Tag Archives: on point

NPR’s On Point – Mormon Moment

I think I’ve mentioned before that I go for a walk every day at lunch along the Niagara Parkway in Niagara Falls, Ontario (I work there). I usually listen to a podcast (sports talk show out of Toronto, various NPR shows, or Church-related shows). The other day I listened to an On Point episode from last week called The Mormon Moment. It was quite a good show. Host Tom Ashbrook had 3 members of The Church of Jesus Christ of Latter-day Saints on to talk about how Mormons felt about this “moment” and what it meant to them and the Church. There was time for a few callers, and the questions were respectful. Unfortunately, many of the comments on the On Point web site are not.

If you have some time or like to listen to podcast while walkin/running or driving to work, you should definitely check it out.

Mapping Happiness

This post is a little old, but back in February On Point, the NPR show out of WBUR in Boston had a show called Mapping Happiness. It talked about how we may or not be “wired” for happiness.
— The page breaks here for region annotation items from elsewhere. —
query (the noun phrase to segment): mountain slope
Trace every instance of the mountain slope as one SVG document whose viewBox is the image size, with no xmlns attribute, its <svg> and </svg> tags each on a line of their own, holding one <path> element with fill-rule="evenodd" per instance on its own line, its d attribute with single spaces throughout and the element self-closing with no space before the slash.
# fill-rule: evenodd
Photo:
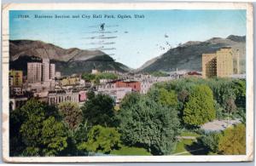
<svg viewBox="0 0 256 166">
<path fill-rule="evenodd" d="M 10 69 L 26 72 L 26 63 L 35 57 L 49 58 L 56 64 L 62 75 L 90 72 L 91 69 L 127 72 L 129 67 L 115 62 L 112 57 L 99 50 L 65 49 L 51 43 L 32 40 L 9 41 Z"/>
<path fill-rule="evenodd" d="M 230 35 L 227 38 L 213 37 L 205 42 L 189 41 L 179 47 L 171 49 L 160 56 L 147 61 L 139 72 L 154 71 L 201 71 L 201 54 L 213 53 L 223 47 L 238 50 L 241 72 L 245 72 L 246 37 Z"/>
</svg>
By guest host Jane Clayson:

So much has been written about the search for happiness — in songs and poems and countless self-help books — much of it straight from the heart.

But it turns out there’s also a science of happiness, and in her new book a psychologist lays out the cold, hard facts, based on decades of research.
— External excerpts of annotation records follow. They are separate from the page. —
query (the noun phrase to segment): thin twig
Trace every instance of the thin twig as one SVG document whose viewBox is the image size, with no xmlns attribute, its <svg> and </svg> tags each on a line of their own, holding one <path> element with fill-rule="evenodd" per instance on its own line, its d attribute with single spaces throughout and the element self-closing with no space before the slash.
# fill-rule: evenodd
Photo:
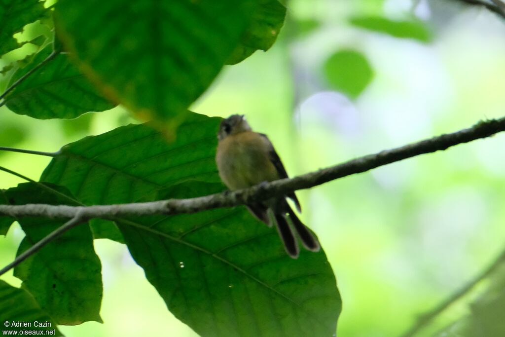
<svg viewBox="0 0 505 337">
<path fill-rule="evenodd" d="M 49 243 L 53 240 L 54 240 L 70 228 L 75 227 L 77 225 L 82 223 L 83 222 L 85 222 L 85 221 L 86 220 L 80 217 L 78 213 L 76 214 L 74 217 L 69 220 L 61 227 L 59 227 L 58 228 L 48 234 L 43 239 L 37 242 L 33 246 L 18 255 L 14 261 L 3 268 L 2 270 L 0 270 L 0 275 L 5 274 L 17 266 L 25 260 L 30 257 L 31 255 L 33 255 L 36 252 L 38 252 L 41 248 L 45 246 L 45 245 Z"/>
<path fill-rule="evenodd" d="M 3 171 L 4 172 L 7 172 L 10 174 L 12 174 L 13 175 L 15 175 L 17 177 L 19 177 L 21 179 L 24 179 L 27 181 L 29 181 L 30 182 L 36 182 L 35 180 L 31 178 L 28 178 L 25 175 L 23 175 L 21 173 L 18 173 L 17 172 L 13 171 L 12 170 L 9 170 L 7 167 L 4 167 L 3 166 L 0 166 L 0 171 Z"/>
<path fill-rule="evenodd" d="M 6 89 L 5 91 L 4 92 L 4 93 L 3 93 L 1 95 L 0 95 L 0 100 L 2 100 L 4 98 L 5 98 L 7 95 L 8 93 L 9 93 L 11 91 L 12 91 L 13 90 L 14 90 L 14 89 L 16 87 L 17 87 L 18 85 L 19 85 L 21 82 L 22 82 L 25 79 L 26 79 L 29 77 L 30 77 L 30 76 L 32 74 L 33 74 L 35 72 L 37 71 L 37 70 L 38 70 L 41 67 L 42 67 L 42 66 L 43 66 L 44 65 L 45 65 L 46 63 L 47 63 L 47 62 L 48 62 L 50 60 L 52 60 L 53 59 L 54 59 L 59 54 L 59 52 L 57 52 L 56 51 L 54 51 L 53 52 L 53 53 L 52 53 L 50 54 L 49 54 L 49 56 L 48 56 L 47 57 L 45 58 L 45 59 L 44 59 L 43 61 L 42 61 L 41 62 L 40 62 L 40 63 L 39 63 L 38 64 L 37 64 L 36 66 L 35 66 L 35 67 L 34 67 L 33 68 L 30 69 L 30 70 L 28 71 L 28 72 L 27 72 L 26 74 L 25 74 L 24 75 L 23 75 L 22 76 L 21 76 L 21 77 L 20 77 L 19 78 L 18 78 L 18 80 L 16 82 L 15 82 L 14 83 L 13 83 L 12 84 L 12 85 L 11 85 L 11 86 L 10 86 L 8 88 L 7 88 Z M 0 103 L 0 107 L 2 107 L 4 105 L 5 105 L 5 102 L 6 102 L 6 101 L 5 101 L 5 100 L 4 100 L 4 101 L 2 101 L 1 103 Z"/>
<path fill-rule="evenodd" d="M 280 179 L 233 192 L 227 191 L 187 199 L 86 207 L 45 204 L 0 205 L 0 215 L 72 218 L 77 212 L 82 212 L 83 215 L 87 218 L 109 219 L 121 216 L 193 213 L 220 207 L 246 205 L 273 197 L 286 195 L 298 189 L 310 188 L 407 158 L 445 150 L 458 144 L 485 138 L 503 131 L 505 131 L 505 117 L 483 121 L 472 127 L 453 133 L 383 151 L 291 179 Z M 15 172 L 14 174 L 20 176 L 19 174 Z"/>
<path fill-rule="evenodd" d="M 434 318 L 451 304 L 468 294 L 478 283 L 491 275 L 502 263 L 505 262 L 505 250 L 503 250 L 487 268 L 481 271 L 473 279 L 461 288 L 451 295 L 447 299 L 439 304 L 432 310 L 421 315 L 417 322 L 406 331 L 401 337 L 412 337 L 424 328 Z"/>
<path fill-rule="evenodd" d="M 60 153 L 60 151 L 58 151 L 57 152 L 43 152 L 42 151 L 36 151 L 31 150 L 24 150 L 23 149 L 15 149 L 14 148 L 7 148 L 6 147 L 0 147 L 0 151 L 10 151 L 11 152 L 19 152 L 21 153 L 27 153 L 30 155 L 46 156 L 47 157 L 56 157 Z"/>
</svg>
Did you know you have a happiness “set point”? What do you really need to be happy?

Her book is part science, part self-help, with questionnaires and exercises. We’ll give it a try.

This hour, On Point: mapping happiness

· Sonja Lyubomirsky, professor of psychology at the University of Riverside and author of “The How of Happiness: A Scientific Approach to Getting the Life You Want”
· Eric Wilson, professor of English at Wake Forest University and author of “Against Happiness: In Praise of Melancholy”

It was a very interesting show, and it made me wonder about the “men are that they might have joy” scripture and just how interesting it can be sometimes to hear the way that science and religion explain things differently.